I'm going to try a translation of these statements into descriptions of
memetic processes, using "meme x" to tag the axiom-meme:

>1. Don't think of it at all (N).

Meme x hasn't yet been transmitted into our memetic ecology.

>2. Think of it (Y) and:

Meme x /has/ been transmitted into our memetic ecology.

> 2.1 believe it (YY) and

Meme x is assimilated into our memetic ecology so as to be competitively
dominant over memes that would oppose it.

> 2.1.1 encourage others to believe it (YYY)

Meme x is transmitted to other memetic ecologies (people/groups of people).

> 2.1.2 discourage others as if they did not believe
it (YYN).

A meme which opposes (competes with) meme x, becaomes active enough to be
transmitted to other memetic ecologies.

> 2.2 do not believe it (YN).

Meme x impinges on our memetic ecology but is outcompeted by opposing memes.
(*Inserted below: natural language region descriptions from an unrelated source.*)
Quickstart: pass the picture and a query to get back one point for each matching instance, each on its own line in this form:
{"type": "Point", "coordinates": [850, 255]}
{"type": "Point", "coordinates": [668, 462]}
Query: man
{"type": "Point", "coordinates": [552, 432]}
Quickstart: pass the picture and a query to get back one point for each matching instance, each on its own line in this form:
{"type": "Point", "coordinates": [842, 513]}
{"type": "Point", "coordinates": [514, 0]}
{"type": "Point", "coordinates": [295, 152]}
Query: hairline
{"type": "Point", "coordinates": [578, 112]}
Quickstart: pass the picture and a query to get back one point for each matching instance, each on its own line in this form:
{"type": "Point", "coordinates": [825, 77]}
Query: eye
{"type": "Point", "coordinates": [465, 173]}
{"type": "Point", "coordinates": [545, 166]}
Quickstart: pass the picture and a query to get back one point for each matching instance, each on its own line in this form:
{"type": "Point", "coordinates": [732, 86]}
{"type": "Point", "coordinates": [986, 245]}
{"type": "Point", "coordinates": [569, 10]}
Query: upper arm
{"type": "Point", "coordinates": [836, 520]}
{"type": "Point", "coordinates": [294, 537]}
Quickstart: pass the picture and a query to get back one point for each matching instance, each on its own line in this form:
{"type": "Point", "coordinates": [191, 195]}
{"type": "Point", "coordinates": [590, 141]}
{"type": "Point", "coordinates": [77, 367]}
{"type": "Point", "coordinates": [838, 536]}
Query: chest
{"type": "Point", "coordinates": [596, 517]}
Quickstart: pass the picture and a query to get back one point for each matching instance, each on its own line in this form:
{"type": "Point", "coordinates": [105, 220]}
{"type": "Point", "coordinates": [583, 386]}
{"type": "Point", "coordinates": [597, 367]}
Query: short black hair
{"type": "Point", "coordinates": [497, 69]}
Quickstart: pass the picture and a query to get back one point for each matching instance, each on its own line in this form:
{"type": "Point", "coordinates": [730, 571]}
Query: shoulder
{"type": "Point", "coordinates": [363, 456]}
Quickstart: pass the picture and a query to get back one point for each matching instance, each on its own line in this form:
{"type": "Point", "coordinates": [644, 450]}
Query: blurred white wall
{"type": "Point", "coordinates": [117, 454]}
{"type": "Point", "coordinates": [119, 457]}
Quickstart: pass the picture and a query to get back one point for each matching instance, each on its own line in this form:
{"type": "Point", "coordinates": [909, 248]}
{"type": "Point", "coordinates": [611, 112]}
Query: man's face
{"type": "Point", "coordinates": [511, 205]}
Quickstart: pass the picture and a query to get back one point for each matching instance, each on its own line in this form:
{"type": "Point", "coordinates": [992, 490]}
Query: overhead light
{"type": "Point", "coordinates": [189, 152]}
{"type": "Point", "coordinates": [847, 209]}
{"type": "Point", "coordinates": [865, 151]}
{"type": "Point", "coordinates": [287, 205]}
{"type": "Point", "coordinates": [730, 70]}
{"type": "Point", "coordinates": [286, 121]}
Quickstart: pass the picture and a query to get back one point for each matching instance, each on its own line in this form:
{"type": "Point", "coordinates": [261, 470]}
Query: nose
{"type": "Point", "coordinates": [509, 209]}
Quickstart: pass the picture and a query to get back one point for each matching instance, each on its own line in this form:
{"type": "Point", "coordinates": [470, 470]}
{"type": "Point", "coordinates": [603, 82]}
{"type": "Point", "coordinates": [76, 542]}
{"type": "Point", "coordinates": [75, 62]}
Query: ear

>The YYN people say "don't be obsessed with truth" when it is convenient for
>them. The same people, when somebody has a different opinion can say: "This
>is your simple prejudice, and an inaccurate one." As if they were saying:
>"nobody knows what is accurate except me". These are the hypocrites.

Sorry, perhaps they're producing a mixture of level-2 and level-3 memes.

Dave Pape
If you mapped memespace onto a 2D plane, then made a 3-D graph with
Activation Level as the vertical axis, and animated shots of the graph over
time, it'd look like the progress of some crazy Hokusai ocean.